The room in which the Christian fellowship met was packed to capacity. Standing room only. Sigh. I knew that I could not expect people who had wanted to hear Dr. Nicholi to stick around to hear me. So I got up and explained the situation. I told people we would have a five minute break before the meeting started. Anyone who wished would be free to leave. Those who stayed would get to hear me. As I expected, many people left, including all of our visitors. But I was pleased that many students stuck around for my talk.

That talk, as it turns out, was the first time I ever spoke to a Christian group larger than a small group. It was my debut performance, if you will, as a Christian speaker. Since that time, I have spoken thousands of times to groups like that, including church congregations. I do find it ironic that my first opportunity to use my gifts in that way happened because Dr. Armand Nicholi “sicked out” on me.

Sure enough, he did come to the Christian fellowship a few weeks later. Once again, we had a packed house. He did speak about Sigmund Freud and faith, and did so in a way that was compelling for all who had gathered, not just for the Christian students.

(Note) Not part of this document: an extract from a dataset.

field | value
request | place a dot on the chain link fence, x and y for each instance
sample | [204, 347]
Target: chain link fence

So, thirty-three years later, I find myself sitting in a theatre in New York City, watching a play that dramatizes many of the same ideas I heard Dr. Nicholi explain in his speech at the Harvard-Radcliffe Christian Fellowship. I am now working for Foundations for Laity Renewal, an organization of which Dr. Nicholi has been a close friend and advisor over the years. Sometimes the world is very small and life is wonderfully strange.